• Sat. Apr 20th, 2024

Is your nose the reason why you got that cold?

ByShelby Hobohm

Oct 22, 2018

Everyone has been to those lectures which seem to consist more of coughing than learning. The loud start of cold season during autumn is no surprise, but is there a way to know how severe a cold is going to be?

There are many old wives’ tales that claim a correlation between cold severity and common traits and activities. From wet hair to going outside without a coat, generations of children have been warned about their likelihood of getting sick. But have we been looking in the wrong places? Could it be tiny organisms in your nose that predict how severely the cold virus affects you?

A team of researchers representing UVA, DuPont Nutrition & Health and 4Pharma Ltd have found a correlation between the makeup of a person’s nasal bacteria and the symptoms and severity of their reaction to rhinovirus, the predominant cause of the common cold. Since a cold is a viral infection, the nasal bacteria do not cause the infection itself, but it may interact with the virus to cause the difference in symptoms and severity.

The team conducted a study to explore this link.
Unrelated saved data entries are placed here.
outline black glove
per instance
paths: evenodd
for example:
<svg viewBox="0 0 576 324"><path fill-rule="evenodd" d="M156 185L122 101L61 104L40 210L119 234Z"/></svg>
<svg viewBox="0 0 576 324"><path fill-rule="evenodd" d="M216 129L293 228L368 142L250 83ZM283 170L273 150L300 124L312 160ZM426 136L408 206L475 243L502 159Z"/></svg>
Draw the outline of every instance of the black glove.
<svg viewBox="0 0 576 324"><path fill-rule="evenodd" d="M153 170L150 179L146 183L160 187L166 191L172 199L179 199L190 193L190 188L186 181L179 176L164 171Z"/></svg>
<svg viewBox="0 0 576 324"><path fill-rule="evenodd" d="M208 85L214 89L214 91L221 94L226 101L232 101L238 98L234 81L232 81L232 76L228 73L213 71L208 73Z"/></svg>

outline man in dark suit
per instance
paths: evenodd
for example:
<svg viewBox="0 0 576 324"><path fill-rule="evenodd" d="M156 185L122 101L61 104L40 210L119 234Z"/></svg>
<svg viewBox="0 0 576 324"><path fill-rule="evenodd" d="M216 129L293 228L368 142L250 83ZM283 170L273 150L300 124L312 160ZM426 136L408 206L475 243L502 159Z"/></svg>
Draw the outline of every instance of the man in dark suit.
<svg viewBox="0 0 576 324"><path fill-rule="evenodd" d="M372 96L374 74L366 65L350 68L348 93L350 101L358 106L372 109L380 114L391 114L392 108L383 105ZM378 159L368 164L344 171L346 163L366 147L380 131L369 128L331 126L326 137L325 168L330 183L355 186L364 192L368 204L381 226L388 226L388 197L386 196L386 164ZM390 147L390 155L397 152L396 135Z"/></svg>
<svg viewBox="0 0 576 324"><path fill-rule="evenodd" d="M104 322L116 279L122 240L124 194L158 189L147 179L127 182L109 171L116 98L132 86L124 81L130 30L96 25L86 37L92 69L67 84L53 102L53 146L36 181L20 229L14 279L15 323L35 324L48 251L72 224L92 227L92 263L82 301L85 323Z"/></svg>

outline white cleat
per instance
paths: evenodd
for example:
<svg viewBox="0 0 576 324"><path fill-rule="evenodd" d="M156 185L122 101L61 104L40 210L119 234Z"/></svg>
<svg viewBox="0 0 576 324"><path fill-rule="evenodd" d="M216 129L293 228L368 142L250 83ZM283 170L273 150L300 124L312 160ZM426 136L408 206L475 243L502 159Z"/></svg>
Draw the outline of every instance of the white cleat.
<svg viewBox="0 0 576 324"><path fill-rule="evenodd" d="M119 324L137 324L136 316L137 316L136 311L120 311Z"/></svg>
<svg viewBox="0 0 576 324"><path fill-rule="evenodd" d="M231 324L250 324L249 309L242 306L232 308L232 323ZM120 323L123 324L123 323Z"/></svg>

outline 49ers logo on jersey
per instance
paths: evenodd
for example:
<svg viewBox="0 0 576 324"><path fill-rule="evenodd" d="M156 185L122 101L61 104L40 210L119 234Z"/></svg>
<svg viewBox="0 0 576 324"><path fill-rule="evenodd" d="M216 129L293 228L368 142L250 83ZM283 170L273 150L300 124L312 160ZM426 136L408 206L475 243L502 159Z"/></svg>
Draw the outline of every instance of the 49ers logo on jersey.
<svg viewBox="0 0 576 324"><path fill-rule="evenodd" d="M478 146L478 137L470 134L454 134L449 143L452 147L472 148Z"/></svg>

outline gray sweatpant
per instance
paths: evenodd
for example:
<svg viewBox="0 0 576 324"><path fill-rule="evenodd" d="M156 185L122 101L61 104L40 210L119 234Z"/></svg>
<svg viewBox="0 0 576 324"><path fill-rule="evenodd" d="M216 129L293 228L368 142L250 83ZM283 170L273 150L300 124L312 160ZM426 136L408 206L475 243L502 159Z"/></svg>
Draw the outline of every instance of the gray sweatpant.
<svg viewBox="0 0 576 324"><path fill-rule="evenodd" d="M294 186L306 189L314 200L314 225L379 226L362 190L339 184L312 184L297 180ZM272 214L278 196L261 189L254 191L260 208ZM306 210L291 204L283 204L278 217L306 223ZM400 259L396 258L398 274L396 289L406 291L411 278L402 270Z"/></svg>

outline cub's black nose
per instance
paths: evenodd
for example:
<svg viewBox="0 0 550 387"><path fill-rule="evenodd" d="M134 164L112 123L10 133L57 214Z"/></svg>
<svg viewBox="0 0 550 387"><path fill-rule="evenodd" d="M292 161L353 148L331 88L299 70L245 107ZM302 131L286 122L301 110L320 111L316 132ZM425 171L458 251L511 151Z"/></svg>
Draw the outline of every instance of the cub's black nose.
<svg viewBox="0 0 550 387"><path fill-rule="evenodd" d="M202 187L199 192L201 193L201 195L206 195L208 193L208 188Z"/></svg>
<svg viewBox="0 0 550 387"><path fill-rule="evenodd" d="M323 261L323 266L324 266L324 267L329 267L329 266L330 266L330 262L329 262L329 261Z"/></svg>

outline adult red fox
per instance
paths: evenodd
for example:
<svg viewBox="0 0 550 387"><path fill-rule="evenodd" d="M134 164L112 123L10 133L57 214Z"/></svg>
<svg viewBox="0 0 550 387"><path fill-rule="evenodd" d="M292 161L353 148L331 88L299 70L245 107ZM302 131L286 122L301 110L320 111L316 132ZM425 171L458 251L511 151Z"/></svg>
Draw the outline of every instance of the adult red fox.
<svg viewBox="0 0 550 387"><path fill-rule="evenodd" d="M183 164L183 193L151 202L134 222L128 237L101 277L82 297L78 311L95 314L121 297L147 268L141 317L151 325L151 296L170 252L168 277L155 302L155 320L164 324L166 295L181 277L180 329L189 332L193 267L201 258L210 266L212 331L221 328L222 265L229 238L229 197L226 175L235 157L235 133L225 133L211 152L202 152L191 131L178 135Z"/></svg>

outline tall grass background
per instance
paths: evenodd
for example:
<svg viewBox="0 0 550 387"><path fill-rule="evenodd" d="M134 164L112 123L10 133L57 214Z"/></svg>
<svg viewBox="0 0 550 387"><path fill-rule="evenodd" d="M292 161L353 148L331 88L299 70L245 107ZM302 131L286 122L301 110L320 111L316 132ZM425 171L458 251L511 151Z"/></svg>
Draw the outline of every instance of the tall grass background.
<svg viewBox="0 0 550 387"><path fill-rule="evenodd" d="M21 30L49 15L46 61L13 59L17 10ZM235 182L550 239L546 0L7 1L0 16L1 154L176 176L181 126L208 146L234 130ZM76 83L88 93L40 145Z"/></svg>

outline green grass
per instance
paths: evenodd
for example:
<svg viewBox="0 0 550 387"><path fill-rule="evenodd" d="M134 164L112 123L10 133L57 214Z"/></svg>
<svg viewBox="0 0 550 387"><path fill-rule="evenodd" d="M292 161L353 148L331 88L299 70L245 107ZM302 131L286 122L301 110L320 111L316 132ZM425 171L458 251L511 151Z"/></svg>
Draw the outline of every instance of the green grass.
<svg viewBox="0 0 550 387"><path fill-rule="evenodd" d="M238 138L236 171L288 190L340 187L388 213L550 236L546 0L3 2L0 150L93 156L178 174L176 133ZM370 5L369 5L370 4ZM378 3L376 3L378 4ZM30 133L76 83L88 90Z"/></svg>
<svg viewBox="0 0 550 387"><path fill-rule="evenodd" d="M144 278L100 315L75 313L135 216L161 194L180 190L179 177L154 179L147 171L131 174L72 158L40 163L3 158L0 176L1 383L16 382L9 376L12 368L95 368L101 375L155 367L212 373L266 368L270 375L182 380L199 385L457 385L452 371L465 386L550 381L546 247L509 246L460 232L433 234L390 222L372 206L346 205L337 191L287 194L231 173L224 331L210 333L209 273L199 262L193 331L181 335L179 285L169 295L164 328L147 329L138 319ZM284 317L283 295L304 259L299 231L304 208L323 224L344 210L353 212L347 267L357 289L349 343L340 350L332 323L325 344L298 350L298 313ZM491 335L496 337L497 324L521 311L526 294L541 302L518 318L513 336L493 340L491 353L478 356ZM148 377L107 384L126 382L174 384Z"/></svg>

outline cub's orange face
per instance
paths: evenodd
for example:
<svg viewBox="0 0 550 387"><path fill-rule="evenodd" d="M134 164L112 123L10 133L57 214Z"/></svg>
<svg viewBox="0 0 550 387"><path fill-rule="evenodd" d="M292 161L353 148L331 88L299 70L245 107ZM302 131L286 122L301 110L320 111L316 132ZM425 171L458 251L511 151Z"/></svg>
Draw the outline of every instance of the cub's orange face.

By conducting nasal swabs, they found that there are six distinct groups, named for the dominant bacterial genera: Staphylococcus, Corynebacterium/Alloiococcus, Moraxella, Haemophilus, Pseudomonadaceae/Mixed, and Mixed. The correlation between belonging to a certain group and the severity of one’s cold was surprising.

“The first surprise was that you can kind of identify these different buckets that people kind of fit into, and then the fact that the buckets seem to have some impact on how you respond to the virus and how sick you get was also interesting,” said Ronald B. Turner, MD, via ScienceDaily. “There were effects on virus load and how much virus you shed in your nasal secretions. So the background microbiome, the background bacterial pattern in your nose, had influences on the way that you reacted to the virus and how sick you got.”

Another interesting result was that the cold virus had no effect on the makeup of bacteria in the participants’ noses. Researchers also tested if introducing probiotics, essentially good bacteria, would help with cold symptoms or alter nasal bacteria, and found there to be no effect, creating further mystery about the bacteria and viruses’ interactions.

If you suffer from extreme colds, don’t immediately blame your nasal bacteria. Unfortunately, the reason this correlation exists has not yet been discovered. Researchers are unsure if the nasal bacteria itself causes the differences in reactions or if there is an underlying cause for both the differences in nasal bacteria and cold reactions. Further research is needed to fully explore these findings and solve this mystery.